I have tried to test if using var & 3 is faster than var % 4 in java (it could also be & 2^n - 1 vs. % 2^n). I have made a simple program to calculate the average time it takes to do the calculations, but I get strange results and I can't conclude. For about 1000 calculations, the average is that mod 4 takes much more time, but when I try with about 1000000 calculations, both averages are about the same... I suspect this is due to java optimization of my code, but I am not sure. 
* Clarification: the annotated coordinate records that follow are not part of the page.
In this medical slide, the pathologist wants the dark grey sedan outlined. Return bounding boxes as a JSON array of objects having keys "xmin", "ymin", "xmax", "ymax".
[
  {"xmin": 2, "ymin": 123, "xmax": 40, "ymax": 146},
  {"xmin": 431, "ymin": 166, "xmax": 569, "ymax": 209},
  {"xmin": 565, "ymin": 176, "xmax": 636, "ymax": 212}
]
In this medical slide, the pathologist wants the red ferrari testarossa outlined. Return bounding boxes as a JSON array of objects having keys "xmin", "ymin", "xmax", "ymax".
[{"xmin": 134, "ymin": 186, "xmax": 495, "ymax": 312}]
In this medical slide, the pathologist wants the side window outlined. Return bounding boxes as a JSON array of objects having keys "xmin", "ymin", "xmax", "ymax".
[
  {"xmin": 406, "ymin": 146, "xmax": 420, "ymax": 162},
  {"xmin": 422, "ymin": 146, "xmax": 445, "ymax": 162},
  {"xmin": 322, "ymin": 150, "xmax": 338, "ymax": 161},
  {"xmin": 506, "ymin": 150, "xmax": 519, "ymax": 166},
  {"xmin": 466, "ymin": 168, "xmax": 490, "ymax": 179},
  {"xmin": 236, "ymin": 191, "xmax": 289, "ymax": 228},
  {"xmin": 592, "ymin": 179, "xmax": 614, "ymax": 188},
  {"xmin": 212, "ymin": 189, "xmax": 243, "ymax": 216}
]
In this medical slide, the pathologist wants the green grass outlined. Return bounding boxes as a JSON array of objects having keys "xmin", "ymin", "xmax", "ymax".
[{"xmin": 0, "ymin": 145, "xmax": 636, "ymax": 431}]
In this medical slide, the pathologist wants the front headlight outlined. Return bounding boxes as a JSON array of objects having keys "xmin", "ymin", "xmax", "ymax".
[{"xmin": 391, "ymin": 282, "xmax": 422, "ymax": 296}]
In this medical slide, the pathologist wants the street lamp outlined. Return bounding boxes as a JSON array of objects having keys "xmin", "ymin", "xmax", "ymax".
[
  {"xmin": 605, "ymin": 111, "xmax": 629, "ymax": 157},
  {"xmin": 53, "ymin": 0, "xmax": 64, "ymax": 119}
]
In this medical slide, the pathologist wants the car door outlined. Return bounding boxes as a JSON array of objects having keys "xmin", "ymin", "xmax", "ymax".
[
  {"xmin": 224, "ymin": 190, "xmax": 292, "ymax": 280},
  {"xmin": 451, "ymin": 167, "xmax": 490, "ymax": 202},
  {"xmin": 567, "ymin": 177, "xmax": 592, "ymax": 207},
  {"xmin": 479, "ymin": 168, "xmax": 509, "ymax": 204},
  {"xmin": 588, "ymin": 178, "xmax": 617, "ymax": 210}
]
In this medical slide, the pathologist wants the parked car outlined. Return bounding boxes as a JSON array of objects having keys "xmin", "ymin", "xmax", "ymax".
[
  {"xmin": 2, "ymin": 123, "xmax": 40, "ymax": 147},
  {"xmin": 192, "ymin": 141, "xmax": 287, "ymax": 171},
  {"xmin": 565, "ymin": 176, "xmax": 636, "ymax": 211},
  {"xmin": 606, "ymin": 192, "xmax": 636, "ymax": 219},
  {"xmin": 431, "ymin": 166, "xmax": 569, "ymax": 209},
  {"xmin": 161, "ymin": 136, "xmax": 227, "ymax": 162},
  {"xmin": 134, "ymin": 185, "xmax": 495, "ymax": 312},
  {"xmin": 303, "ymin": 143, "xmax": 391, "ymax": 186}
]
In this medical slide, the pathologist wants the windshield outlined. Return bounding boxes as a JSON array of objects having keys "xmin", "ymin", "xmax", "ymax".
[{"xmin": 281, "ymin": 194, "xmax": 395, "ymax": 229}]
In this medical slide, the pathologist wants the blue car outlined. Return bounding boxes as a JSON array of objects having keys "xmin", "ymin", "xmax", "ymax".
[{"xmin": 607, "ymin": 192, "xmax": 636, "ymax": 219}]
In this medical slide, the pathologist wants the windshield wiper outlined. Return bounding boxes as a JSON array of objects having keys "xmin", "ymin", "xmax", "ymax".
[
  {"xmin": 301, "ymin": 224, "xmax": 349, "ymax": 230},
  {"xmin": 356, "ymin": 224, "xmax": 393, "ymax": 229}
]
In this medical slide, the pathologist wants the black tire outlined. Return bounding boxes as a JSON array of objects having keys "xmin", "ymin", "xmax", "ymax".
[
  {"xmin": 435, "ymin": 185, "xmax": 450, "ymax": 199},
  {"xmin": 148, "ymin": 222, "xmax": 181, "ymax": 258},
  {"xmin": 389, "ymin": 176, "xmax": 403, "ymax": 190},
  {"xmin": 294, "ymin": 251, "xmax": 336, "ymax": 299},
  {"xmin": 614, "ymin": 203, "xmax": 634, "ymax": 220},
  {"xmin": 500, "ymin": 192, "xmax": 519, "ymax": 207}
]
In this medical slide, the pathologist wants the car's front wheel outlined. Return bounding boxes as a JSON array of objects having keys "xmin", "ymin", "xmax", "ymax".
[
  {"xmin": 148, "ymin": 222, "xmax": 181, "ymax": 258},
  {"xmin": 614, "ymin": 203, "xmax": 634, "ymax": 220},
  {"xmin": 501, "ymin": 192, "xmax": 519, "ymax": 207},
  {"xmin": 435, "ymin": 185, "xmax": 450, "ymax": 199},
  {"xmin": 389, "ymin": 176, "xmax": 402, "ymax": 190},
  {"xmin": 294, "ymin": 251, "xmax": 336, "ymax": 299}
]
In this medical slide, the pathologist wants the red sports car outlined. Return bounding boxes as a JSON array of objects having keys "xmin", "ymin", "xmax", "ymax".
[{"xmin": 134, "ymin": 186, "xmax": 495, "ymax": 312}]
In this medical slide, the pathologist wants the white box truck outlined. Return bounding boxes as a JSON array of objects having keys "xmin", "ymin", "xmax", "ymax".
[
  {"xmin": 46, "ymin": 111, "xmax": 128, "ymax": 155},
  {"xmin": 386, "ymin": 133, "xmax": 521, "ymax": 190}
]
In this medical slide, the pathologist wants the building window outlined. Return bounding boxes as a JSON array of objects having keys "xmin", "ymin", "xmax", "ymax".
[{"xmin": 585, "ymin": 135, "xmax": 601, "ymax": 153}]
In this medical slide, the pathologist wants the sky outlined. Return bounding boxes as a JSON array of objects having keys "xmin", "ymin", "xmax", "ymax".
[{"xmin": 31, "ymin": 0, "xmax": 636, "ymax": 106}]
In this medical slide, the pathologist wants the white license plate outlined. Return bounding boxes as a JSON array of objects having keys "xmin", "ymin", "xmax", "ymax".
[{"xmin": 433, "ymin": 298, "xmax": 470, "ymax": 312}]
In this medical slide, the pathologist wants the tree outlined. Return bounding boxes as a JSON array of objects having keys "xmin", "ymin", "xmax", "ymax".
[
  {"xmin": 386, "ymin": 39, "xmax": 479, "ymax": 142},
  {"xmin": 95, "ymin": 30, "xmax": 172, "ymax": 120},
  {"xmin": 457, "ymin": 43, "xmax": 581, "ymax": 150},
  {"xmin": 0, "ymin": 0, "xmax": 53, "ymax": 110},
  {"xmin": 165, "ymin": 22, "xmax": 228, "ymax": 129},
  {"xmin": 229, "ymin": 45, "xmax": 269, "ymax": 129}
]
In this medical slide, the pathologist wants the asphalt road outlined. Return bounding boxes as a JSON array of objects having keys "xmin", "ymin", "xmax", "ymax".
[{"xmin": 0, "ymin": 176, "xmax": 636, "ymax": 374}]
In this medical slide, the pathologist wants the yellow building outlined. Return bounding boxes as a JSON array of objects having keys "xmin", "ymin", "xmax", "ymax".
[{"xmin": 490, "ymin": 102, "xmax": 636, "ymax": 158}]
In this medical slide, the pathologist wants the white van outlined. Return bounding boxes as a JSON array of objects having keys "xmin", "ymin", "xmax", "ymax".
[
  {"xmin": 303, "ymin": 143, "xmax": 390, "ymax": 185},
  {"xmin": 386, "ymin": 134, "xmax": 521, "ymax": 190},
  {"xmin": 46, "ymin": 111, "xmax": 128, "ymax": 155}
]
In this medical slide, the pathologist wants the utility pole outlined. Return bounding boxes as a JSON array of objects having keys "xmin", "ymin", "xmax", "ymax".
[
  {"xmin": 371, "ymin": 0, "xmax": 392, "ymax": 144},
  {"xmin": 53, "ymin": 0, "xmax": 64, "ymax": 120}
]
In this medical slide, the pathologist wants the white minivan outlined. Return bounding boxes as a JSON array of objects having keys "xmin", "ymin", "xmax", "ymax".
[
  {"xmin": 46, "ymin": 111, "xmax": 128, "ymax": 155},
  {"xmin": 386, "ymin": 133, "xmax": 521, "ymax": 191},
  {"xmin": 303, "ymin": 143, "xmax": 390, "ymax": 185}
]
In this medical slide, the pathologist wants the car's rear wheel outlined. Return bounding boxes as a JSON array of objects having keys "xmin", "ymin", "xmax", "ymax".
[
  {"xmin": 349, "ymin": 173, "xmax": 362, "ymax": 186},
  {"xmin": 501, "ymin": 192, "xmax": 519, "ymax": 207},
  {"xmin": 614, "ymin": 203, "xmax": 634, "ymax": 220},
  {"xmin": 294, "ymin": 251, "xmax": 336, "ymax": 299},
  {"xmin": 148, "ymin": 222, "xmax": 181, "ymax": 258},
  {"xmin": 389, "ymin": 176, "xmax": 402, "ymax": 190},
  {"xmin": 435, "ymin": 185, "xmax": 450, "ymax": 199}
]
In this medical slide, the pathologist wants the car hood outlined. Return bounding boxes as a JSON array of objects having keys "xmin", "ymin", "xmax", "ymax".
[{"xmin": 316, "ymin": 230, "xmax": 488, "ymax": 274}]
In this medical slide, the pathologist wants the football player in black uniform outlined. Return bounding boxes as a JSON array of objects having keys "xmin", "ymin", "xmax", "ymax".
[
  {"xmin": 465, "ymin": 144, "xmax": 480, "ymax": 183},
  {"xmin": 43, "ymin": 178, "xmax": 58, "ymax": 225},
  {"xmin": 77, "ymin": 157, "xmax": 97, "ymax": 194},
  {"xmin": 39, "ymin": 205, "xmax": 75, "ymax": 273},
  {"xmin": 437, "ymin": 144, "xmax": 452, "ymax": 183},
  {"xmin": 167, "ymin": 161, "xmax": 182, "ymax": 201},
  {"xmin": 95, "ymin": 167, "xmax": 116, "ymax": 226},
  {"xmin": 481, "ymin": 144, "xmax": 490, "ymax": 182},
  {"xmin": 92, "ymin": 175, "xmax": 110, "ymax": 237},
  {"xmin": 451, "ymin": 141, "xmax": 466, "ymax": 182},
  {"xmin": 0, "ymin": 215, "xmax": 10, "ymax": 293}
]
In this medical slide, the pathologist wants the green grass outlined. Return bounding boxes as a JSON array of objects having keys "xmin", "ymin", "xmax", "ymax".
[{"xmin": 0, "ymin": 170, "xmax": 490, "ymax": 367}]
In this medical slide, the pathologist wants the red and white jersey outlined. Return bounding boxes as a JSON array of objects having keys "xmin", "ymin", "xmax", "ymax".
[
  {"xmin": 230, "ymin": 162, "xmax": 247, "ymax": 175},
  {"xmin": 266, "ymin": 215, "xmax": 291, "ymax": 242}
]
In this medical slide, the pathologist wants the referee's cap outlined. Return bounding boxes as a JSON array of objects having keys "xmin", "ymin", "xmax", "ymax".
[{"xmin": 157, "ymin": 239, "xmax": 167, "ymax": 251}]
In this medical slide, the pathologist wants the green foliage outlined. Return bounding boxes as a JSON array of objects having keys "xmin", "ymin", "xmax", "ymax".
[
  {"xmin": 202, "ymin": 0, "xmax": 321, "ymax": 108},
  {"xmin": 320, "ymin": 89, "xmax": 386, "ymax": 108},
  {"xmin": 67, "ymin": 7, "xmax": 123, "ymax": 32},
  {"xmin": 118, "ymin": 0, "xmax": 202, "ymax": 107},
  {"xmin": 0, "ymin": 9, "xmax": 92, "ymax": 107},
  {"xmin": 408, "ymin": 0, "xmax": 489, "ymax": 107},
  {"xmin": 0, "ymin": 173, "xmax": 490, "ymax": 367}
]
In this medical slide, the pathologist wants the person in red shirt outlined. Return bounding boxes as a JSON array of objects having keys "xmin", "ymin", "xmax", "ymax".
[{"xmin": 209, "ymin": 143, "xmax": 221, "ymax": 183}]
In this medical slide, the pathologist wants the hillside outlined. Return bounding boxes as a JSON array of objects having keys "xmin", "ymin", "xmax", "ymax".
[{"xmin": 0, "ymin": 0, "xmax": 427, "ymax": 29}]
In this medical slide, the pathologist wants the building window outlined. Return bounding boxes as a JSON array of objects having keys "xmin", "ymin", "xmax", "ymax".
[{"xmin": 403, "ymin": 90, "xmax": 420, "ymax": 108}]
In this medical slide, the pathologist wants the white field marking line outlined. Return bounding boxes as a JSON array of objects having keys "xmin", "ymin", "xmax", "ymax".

Which of those two operations is supposed to be faster, and how is % implemented?
Thanks!
EDIT: Here is my test program.
    long startTime, time, sum;
    int iterations = 1000;
    int v;
    sum = 0;
    for(int i = 0; i < iterations; i++)
    {
        startTime = System.nanoTime();
        v = i % 4;
        time = System.nanoTime();
        sum += time-startTime;
    }
    System.out.println("Mod 4 : "+(sum/iterations));
    sum = 0;
    for(int i = 0; i < iterations; i++)
    {
        startTime = System.nanoTime();
        v = i & 3;
        time = System.nanoTime();
        sum += time-startTime;
    }
    System.out.println("& 3 : "+(sum/iterations));
With 100 iterations, I get 130 nanosec for mod 4 and 25060 nanosec for & 3.
For 1000 iterations, I get 1792 nanosec for mod 4 and 81 nanosec for & 3. 
With 1000000 iterations, I get about 50 nanosec for both, while having mod 4 always a few nanosec longer.